Glutamic acid decarboxylase (L-glutamate 1-carboxylase; EC 4.1.1.15) has been identified as an early target antigen of the T-lymphocyte-mediated destruction of pancreatic beta-cells causing insulin-dependent diabetes mellitus(1, 2) . Development of insulitis and diabetes was prevented in NOD mice by inactivating glutamic acid decarboxylase-reactive T-cells(1, 2) , and serum antibodies to glutamic acid decarboxylase are predictive of prediabetes in humans(3) . Recent focus on glutamic acid decarboxylase's role in insulin-dependent diabetes mellitus has exposed a striking lack of knowledge as to the functional relevance of glutamic acid decarboxylase and its synthetic product, -aminobutyric acid (GABA), (^1)in the endocrine pancreas.

Briel and associates (4) and Okada and associates (5) were among the first to report that GABA was present in the endocrine pancreas at concentrations comparable with those found in the central nervous system. There is limited GABAergic innervation of the acinar pancreas, and GABA-containing neuronal processes are located adjacent to islets, but few neuronal processes are found within an islet(5) . The highest concentrations of GABA in the pancreas are found within endocrine islets, with up to 10-fold higher concentrations than in the exocrine acinar pancreas(6) . Within pancreatic islets, GABA is confined to beta-cells as are the two enzymes responsible for GABA synthesis and metabolism, glutamic acid decarboxylase and GABA transaminase (GABA-alpha-ketoglutarate transaminase, EC 2.6.1.19 (reviewed in Refs. 7 and 8). Within isolated beta-cells and betaTC3 cells, GABA is found both in the cytoplasm and in distinct synaptic-like microvesicles(9, 10, 11) , which is suggestive of regulated release; however, neither constitutive nor regulated release of GABA from purified beta-cells has been demonstrated.

The role of GABA in islet function is also unclear. GABA receptors have been demonstrated on both pancreatic alpha-cells and -cells but not on beta-cells(12) . In vitro studies with isolated islets and with perfused pancreas of mice, rats, and dogs (8, 12, 13, 14) support the idea that beta-cell GABA may modulate alpha-cell function in a paracrine manner, although data from purified cells have not been reported. In the present study, differentiated pancreatic alpha- and beta-cell lines derived from transgenic mice (15, 16) were used to determine (i) if GABA is released from transformed beta-cells, (ii) if GABA secretion is influenced by extracellular glucose concentrations, and (iii) to test the effects of GABA on glucagon secretion from a purified alpha-cell line.


EXPERIMENTAL PROCEDURES

Cell Culture

The beta-cell line used in these experiments was derived from transgenic mice expressing the large T-antigen of SV40 under control of the rat insulin promoter(15) . The betaTC6 cells are one of several beta-cell lines that were developed with normal glucose-regulated insulin secretion from insulinomas obtained by breeding of the hybrid transgene from the original C57BL/6J mouse strain onto the C3HeB/FeJ genetic background(16) . Low passages of betaTC6 cells maintain a high insulin content and exhibit a normal glucose concentration dependence for glycolysis and insulin secretion, thus representing an accurate model of beta-cell function(16) . betaTC6 cells were kindly provided by Dr.

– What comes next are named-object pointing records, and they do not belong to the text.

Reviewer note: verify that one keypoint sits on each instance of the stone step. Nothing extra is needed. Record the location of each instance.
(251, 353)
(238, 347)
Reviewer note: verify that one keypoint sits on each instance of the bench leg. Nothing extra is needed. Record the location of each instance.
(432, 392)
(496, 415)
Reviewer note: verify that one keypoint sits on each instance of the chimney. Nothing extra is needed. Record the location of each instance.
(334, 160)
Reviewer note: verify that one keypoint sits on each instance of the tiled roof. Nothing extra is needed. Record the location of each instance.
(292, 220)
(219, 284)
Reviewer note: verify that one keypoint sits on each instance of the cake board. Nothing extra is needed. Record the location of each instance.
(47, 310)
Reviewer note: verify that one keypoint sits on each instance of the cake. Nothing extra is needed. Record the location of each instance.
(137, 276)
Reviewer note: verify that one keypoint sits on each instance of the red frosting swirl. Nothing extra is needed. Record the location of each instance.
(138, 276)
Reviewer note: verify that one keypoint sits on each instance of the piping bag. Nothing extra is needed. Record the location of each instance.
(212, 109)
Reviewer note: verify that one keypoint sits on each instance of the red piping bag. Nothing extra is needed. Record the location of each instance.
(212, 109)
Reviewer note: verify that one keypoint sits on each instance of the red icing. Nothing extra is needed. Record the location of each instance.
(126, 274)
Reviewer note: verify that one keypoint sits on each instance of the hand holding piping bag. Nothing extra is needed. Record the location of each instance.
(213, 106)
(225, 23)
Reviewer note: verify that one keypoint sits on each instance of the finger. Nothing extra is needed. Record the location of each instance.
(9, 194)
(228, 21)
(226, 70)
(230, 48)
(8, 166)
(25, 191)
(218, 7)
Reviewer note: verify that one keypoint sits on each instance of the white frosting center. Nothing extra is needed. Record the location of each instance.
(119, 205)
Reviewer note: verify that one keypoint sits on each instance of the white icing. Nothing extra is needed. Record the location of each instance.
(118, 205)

Shimon Efrat, Albert Einstein College of Medicine.

The alphaTC6 cell line was derived by a similar approach from a glucagonoma created in transgenic mice expressing the SV40 large T-antigen oncogene under the control of the rat preproglucagon promoter (15) . Glucagon-secreting alphaTC6 cells were selectively cloned from the original alphaTC1 cell line by the limiting dilution method(17) . These cells maintain many of the differentiated characteristics of alpha-cells in situ including the synthesis and secretion of glucagon and not insulin(17, 18) . alphaTC6 cells were kindly provided by Dr. Edward H. Leiter, The Jackson Laboratory.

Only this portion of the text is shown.